[query] remove uses of `HailContext.backend` #14964

ehigham · 2025-07-23T03:19:19Z

This change removes uses of HailContext.backend as part of an effort to remove the HailContext singleton. Instead, the current Backend is accessed by threading ExecuteContext.

This change cannot impact the Hail Batch instance as deployed by Broad Institute in GCP

ehigham · 2025-07-23T03:19:26Z

This stack of pull requests is managed by Graphite. Learn more about stacking.

ehigham · 2025-09-17T18:33:18Z

hail/hail/src/is/hail/HailContext.scala

-  def parseVCFMetadata(fs: FS, file: String): Map[String, Map[String, Map[String, String]]] =
-    LoadVCF.parseHeaderMetadata(fs, Set.empty, TFloat64, file)
-
-  def pyParseVCFMetadataJSON(fs: FS, file: String): String = {
-    val metadata = LoadVCF.parseHeaderMetadata(fs, Set.empty, TFloat64, file)
-    implicit val formats = defaultJSONFormats
-    JsonMethods.compact(Extraction.decompose(metadata))
-  }


Unused/implemented in BackendRpc

chrisvittal

I had a thought to avoid the 'hack' you put in. Fantastic work though.

chrisvittal · 2025-09-24T15:17:42Z

hail/hail/src/is/hail/expr/ir/TableIR.scala

  def pathsUsed: Seq[String] = FastSeq(params.path)

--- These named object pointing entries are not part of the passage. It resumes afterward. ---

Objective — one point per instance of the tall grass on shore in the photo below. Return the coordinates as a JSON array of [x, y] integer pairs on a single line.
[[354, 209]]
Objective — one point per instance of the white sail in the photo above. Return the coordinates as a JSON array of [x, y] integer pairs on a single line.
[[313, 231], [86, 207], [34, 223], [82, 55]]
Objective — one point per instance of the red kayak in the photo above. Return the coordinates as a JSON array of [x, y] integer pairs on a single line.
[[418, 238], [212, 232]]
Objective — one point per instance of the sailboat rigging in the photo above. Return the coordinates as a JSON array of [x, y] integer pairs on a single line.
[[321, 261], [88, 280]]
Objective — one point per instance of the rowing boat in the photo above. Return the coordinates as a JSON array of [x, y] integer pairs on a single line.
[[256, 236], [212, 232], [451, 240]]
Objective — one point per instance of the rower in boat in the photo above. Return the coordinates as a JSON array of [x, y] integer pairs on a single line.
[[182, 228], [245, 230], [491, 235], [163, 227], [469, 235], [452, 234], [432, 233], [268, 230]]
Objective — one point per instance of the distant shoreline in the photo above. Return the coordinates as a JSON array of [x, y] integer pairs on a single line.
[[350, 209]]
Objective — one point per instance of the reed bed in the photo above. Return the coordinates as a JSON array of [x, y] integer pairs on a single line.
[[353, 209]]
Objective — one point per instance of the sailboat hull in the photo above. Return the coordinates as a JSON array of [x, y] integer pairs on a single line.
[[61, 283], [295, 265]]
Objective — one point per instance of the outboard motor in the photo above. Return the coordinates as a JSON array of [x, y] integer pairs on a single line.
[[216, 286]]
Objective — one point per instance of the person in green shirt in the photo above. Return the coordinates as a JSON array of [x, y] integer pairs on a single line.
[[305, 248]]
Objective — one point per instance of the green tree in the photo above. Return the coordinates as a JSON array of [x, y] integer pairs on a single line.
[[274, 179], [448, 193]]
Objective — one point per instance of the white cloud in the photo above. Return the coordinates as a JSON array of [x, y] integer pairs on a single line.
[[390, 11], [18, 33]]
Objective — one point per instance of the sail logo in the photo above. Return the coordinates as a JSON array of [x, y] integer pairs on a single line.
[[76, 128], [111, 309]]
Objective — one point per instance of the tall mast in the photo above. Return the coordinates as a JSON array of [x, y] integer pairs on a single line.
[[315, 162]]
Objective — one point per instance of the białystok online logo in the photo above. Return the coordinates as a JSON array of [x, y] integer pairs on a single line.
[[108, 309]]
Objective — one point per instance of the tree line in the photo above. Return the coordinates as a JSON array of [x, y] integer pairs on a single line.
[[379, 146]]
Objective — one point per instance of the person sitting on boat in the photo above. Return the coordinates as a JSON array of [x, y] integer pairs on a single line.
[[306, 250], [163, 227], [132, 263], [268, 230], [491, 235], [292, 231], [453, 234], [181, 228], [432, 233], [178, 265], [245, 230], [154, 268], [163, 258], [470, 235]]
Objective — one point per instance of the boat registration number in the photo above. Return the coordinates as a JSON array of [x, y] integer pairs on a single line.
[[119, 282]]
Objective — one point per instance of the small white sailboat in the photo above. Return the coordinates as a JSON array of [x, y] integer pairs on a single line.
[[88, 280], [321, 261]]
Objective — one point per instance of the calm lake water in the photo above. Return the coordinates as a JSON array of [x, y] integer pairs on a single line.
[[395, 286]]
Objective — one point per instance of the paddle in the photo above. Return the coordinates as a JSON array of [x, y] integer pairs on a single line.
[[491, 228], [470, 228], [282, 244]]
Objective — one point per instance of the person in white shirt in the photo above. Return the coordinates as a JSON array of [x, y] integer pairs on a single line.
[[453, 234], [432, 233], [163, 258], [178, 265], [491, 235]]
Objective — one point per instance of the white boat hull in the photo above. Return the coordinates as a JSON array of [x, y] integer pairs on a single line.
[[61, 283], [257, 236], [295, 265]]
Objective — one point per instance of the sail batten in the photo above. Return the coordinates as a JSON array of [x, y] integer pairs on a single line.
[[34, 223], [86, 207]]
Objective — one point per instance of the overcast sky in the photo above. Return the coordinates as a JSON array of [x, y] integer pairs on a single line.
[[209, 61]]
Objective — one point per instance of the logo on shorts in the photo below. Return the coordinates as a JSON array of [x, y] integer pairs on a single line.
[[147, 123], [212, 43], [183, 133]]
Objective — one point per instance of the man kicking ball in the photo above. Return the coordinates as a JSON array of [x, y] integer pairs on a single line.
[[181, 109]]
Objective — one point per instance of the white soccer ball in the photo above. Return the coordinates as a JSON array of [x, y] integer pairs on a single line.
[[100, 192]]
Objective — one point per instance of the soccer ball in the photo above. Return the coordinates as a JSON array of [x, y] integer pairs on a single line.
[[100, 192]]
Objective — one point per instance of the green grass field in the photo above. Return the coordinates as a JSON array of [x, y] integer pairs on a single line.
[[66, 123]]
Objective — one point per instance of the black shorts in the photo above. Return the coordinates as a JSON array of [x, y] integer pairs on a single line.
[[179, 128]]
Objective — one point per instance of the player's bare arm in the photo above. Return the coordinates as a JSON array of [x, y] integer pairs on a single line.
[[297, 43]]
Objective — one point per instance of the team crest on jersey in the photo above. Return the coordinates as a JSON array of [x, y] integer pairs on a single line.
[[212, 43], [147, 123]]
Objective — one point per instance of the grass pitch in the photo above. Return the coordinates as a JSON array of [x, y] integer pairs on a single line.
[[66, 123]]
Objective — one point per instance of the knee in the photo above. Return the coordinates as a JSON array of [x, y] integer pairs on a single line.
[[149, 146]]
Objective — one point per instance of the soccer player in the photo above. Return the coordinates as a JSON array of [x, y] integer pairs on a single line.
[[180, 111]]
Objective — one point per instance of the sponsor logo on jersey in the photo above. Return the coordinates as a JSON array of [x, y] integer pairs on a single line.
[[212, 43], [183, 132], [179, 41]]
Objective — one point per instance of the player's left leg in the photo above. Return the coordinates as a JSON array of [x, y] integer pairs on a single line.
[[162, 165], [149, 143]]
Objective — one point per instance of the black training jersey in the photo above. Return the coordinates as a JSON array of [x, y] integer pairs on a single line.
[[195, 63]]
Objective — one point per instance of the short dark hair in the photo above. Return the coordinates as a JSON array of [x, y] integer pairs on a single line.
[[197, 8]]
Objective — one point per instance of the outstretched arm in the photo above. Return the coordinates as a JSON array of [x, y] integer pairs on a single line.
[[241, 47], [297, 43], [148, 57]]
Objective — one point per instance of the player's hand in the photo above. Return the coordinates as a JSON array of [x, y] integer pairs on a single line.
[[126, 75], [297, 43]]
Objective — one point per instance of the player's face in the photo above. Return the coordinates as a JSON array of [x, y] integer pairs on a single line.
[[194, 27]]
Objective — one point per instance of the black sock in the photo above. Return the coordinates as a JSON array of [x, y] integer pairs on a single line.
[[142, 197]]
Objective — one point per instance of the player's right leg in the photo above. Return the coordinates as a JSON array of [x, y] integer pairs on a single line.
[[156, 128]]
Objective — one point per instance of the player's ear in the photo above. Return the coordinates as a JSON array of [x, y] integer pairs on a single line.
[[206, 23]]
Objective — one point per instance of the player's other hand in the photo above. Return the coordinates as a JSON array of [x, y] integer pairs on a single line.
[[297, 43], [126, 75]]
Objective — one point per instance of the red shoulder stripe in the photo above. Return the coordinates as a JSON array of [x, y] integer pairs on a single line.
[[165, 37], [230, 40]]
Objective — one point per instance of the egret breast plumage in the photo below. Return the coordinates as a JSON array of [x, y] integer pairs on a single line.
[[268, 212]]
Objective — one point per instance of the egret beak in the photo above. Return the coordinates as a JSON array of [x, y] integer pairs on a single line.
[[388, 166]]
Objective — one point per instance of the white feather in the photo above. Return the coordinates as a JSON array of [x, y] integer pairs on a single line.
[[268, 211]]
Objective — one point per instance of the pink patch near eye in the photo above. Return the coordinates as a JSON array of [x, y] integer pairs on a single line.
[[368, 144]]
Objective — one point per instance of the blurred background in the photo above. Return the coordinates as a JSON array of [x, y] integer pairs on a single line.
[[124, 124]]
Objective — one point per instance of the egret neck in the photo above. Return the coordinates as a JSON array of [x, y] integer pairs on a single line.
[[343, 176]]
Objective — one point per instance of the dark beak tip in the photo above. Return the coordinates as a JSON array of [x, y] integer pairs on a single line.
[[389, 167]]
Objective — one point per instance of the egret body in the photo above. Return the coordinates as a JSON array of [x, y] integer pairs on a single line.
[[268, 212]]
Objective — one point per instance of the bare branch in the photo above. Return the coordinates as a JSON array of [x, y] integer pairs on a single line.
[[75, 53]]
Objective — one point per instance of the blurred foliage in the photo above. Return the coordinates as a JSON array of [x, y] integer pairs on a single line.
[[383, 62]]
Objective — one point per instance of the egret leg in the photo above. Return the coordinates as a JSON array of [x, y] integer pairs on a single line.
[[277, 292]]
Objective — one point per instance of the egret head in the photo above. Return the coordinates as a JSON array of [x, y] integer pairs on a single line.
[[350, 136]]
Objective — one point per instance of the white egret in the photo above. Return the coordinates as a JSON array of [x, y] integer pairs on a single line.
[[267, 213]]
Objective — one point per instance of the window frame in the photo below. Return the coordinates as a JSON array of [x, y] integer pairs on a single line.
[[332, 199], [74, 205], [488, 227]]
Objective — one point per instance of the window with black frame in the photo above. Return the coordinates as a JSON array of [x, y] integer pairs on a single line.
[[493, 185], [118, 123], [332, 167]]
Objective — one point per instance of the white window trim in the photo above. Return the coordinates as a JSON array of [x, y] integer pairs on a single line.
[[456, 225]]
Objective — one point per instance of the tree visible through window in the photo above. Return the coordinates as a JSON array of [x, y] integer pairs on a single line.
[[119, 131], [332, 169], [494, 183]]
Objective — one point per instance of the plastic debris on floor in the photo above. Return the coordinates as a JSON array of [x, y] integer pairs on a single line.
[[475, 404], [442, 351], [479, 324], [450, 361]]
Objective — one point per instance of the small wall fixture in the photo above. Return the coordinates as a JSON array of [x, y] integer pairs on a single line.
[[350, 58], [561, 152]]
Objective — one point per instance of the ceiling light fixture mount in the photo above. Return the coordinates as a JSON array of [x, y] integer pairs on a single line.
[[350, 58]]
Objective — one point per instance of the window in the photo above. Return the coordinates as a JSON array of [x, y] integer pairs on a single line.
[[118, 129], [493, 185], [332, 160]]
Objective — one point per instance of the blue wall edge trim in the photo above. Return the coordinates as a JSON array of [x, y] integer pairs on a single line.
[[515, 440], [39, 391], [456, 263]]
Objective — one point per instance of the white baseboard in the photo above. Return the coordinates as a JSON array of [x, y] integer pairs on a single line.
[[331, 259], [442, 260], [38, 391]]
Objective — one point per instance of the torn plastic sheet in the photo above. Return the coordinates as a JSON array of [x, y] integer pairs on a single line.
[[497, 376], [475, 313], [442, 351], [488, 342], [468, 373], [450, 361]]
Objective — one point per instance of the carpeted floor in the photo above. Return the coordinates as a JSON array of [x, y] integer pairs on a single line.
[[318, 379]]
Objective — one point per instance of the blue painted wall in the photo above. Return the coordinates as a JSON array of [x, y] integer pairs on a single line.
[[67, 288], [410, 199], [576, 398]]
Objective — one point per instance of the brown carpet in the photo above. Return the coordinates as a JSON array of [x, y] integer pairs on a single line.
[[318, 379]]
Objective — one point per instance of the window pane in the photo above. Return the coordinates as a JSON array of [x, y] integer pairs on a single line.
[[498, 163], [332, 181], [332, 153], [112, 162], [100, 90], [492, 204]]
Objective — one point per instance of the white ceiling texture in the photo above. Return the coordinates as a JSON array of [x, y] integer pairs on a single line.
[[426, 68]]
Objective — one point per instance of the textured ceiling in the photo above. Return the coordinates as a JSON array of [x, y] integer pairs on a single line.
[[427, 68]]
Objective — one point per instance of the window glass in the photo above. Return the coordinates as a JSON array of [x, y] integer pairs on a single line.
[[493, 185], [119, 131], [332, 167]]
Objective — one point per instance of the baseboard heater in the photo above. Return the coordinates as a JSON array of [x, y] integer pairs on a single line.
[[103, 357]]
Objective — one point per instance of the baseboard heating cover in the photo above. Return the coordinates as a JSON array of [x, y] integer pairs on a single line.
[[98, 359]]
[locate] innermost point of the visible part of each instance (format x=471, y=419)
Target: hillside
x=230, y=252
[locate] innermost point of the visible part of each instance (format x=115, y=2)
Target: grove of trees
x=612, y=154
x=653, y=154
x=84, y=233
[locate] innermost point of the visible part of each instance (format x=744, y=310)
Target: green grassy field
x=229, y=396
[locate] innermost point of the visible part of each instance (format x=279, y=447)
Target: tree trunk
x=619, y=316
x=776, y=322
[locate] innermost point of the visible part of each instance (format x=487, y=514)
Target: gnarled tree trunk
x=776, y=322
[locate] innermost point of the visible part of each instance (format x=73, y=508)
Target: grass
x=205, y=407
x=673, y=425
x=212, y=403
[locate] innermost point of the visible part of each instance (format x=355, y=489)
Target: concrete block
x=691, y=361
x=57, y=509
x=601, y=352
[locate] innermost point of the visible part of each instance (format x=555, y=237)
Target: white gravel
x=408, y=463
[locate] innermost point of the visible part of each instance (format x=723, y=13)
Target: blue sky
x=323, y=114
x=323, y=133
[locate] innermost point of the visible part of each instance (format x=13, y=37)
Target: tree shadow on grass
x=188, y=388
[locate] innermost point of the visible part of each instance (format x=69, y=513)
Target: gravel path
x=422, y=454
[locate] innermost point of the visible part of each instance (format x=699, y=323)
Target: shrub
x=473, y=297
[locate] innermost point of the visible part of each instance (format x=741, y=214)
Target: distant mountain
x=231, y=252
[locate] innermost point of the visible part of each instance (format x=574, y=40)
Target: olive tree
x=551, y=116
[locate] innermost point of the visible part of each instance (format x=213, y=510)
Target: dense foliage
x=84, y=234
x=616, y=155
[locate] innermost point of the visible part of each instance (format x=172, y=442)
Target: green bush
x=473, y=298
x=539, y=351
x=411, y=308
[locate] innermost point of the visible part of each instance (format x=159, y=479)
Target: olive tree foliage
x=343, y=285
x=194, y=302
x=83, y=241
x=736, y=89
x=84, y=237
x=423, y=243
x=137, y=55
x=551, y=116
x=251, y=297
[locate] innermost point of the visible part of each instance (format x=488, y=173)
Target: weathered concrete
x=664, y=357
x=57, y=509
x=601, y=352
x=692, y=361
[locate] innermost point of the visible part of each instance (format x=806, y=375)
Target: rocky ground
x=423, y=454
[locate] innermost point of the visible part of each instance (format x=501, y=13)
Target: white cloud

-  val getNumPartitions: Int = params.nPartitions.getOrElse(HailContext.backend.defaultParallelism)
+  val getNumPartitions: Int = params.nPartitions.getOrElse(4)


Thought, make this parameter required, and then supply it with a default from python.

This is where we construct this node in python. What if we were to get the parallelism from the branching_factor flag here?

hail/hail/python/hail/linalg/blockmatrix.py

Lines 1773 to 1827 in e899546

@typecheck_method(n_partitions=nullable(int), maximum_cache_memory_in_bytes=nullable(int))

def to_table_row_major(self, n_partitions=None, maximum_cache_memory_in_bytes=None):

"""Returns a table where each row represents a row in the block matrix.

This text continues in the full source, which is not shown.